Pero descapitalizándose en colegiaturas y listas de útiles inverosímiles, creo que los padres de mi generación hayan consuelo. El mantra a repetir es que todo sea por los hijos, aunque estoy convencido de que todo lo hacen por ellos mismos, porque luego cuando se les enferman los mocosos allí los andan llevando a atender a las farmacias de la botarga y como que no es congruente.

Yo no sé si la educación privada constituya un valor agregado o un impulso extra para asegurarle el éxito o la felicidad de los hijos, pero le juro que me entero y me comparten situaciones por demás absurdas.

Útiles y uniformes de cierta marca, con cierto proveedor (eso debería considerarse delito), insumos de aseo y de higiene personal, materiales que se piden y no se utilizan pero tampoco se devuelven, todo rematado con colegiaturas implacables.

Si la educación pública es burocrática y politizada, la educación privada es eminentemente mercantil, ve al alumno como cliente y lo trata en consecuencia.

Una madre una vez me dijo que tenía a sus hijos en colegio particular para protegerlo del bullying y otras formas de abuso. Y yo sólo me le quedé mirando con infinita ternura por su inocencia.

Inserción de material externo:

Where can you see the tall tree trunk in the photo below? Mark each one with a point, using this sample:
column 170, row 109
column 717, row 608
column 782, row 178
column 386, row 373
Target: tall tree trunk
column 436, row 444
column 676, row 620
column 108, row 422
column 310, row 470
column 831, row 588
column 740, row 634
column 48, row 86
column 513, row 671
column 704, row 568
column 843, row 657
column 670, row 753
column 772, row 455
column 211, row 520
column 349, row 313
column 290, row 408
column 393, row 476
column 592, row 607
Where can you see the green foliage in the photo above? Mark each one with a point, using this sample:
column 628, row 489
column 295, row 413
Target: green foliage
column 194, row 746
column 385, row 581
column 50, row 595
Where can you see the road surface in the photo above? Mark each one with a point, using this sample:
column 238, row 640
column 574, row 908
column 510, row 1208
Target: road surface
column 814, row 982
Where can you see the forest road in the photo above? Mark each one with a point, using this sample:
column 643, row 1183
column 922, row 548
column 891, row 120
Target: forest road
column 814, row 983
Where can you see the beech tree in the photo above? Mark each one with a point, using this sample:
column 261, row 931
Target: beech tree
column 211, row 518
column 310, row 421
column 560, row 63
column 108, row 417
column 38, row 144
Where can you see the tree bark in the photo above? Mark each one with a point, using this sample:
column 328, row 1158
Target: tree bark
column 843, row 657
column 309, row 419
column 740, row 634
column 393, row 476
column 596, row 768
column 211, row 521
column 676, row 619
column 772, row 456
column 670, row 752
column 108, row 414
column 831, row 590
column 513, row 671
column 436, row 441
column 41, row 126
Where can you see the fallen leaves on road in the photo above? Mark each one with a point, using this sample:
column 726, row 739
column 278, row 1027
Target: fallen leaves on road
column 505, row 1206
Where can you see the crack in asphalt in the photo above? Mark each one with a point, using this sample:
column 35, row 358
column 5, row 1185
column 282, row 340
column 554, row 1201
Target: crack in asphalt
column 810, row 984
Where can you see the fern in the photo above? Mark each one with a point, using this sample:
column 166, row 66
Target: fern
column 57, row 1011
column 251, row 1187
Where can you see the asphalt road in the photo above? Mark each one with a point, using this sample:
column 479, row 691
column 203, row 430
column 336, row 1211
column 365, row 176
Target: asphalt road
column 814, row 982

Total que ahorita mucho plañir por lo cara que está la “educación” pero realmente nadie repara en lo antipedagógico que resulta el dispendio. Y menos en época de fin de cursos. Lo más ridículo de la temporada que recién concluyó son las graduaciones.

¡Niños de kinder ataviados con toga y birrete! ¡Mocosos de secundaria que celebran su promoción con cena baile como si se hubiesen recibido del MIT! Y en la punta del mitote, los orgullosos padres que no escatiman porque le tienen que celebrar absolutamente todos los logros como si fueran proezas o –¡ni Diosito lo mande!– se nos trauma la criatura.

Y así, bendecidos y bendiciones perpetúan el paradigma de que a mayor gasto mejor educación, sin que se vea en realidad reflejado en ningún ámbito social.

Bien, usted puede tildarme de loco que para eso está en todo su derecho, pero para mí, queridos padres de familia, están pagando demasiado por lo que no es sino un pedazo de pan con una embarrada de aguacate mal puesta.